Questionado sobre o motivo que leva a que as pessoas tenham menos vontade de celebrar o Natal, José Marques responde: “Mesmo que o discurso seja, por vezes, nesse sentido, a prática mostra que as pessoas continuam a olhar para o Natal como um momento privilegiado de reunião e de reforço dos laços. O que pode haver é uma maior diversificação das formas de celebrar o Natal.” Nesse sentido, explica que o significado das celebrações se foi adaptando à evolução das sociedades ocidentais, mas esta alteração no seu significado não alterou o seu papel central neste período do ano: o de ser um momento de partilha de experiências que, à semelhança de outros momentos no ano, ajudam a criar e desenvolver um sentimento de comunidade.”

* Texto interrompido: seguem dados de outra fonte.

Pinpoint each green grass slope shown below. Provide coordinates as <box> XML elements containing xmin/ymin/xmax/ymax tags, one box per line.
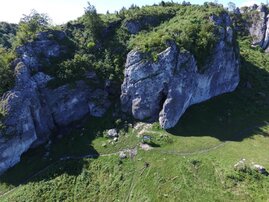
<box><xmin>0</xmin><ymin>39</ymin><xmax>269</xmax><ymax>201</ymax></box>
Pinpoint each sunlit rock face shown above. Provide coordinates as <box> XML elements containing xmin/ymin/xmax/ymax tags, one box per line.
<box><xmin>121</xmin><ymin>15</ymin><xmax>240</xmax><ymax>129</ymax></box>
<box><xmin>0</xmin><ymin>31</ymin><xmax>110</xmax><ymax>174</ymax></box>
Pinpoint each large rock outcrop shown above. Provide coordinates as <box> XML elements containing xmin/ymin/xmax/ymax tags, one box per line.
<box><xmin>0</xmin><ymin>32</ymin><xmax>110</xmax><ymax>174</ymax></box>
<box><xmin>121</xmin><ymin>15</ymin><xmax>239</xmax><ymax>129</ymax></box>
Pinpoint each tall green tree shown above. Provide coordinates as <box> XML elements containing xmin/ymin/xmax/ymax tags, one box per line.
<box><xmin>84</xmin><ymin>2</ymin><xmax>103</xmax><ymax>41</ymax></box>
<box><xmin>15</xmin><ymin>10</ymin><xmax>51</xmax><ymax>46</ymax></box>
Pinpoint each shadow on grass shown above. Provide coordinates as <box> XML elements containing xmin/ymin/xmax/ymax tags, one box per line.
<box><xmin>0</xmin><ymin>109</ymin><xmax>115</xmax><ymax>186</ymax></box>
<box><xmin>147</xmin><ymin>142</ymin><xmax>161</xmax><ymax>148</ymax></box>
<box><xmin>168</xmin><ymin>58</ymin><xmax>269</xmax><ymax>141</ymax></box>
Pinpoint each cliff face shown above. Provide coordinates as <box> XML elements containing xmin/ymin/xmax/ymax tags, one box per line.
<box><xmin>0</xmin><ymin>32</ymin><xmax>110</xmax><ymax>174</ymax></box>
<box><xmin>121</xmin><ymin>15</ymin><xmax>239</xmax><ymax>129</ymax></box>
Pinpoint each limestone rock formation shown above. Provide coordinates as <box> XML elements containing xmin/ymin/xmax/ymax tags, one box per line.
<box><xmin>121</xmin><ymin>15</ymin><xmax>239</xmax><ymax>129</ymax></box>
<box><xmin>0</xmin><ymin>32</ymin><xmax>110</xmax><ymax>174</ymax></box>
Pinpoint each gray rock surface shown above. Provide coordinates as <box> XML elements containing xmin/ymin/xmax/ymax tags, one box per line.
<box><xmin>121</xmin><ymin>15</ymin><xmax>239</xmax><ymax>129</ymax></box>
<box><xmin>0</xmin><ymin>32</ymin><xmax>110</xmax><ymax>174</ymax></box>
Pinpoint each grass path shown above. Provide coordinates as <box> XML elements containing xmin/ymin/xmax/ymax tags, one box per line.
<box><xmin>0</xmin><ymin>126</ymin><xmax>264</xmax><ymax>198</ymax></box>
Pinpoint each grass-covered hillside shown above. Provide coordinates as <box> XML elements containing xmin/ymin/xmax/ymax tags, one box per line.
<box><xmin>0</xmin><ymin>3</ymin><xmax>269</xmax><ymax>202</ymax></box>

Para Dina, Ana, Leonardo, Rita, João e Vasco o Natal não é sinónimo de árvores enfeitadas, presentes à meia-noite ou bacalhau na mesa. No entanto, todos eles têm esse desejo de uma vivência mais sentida. Dina Gonçalves refere, que, “se pudesse mudar mentalidades, o Natal deveria continuar a ser celebrado como um momento de paz e harmonia”. E também Ana Rodrigues gostaria que “a pressão de compra a que as pessoas estão sujeitas diminuísse e que o apoio aos mais carenciados fosse feita e valorizada ao longo do ano, não apenas nesta data.”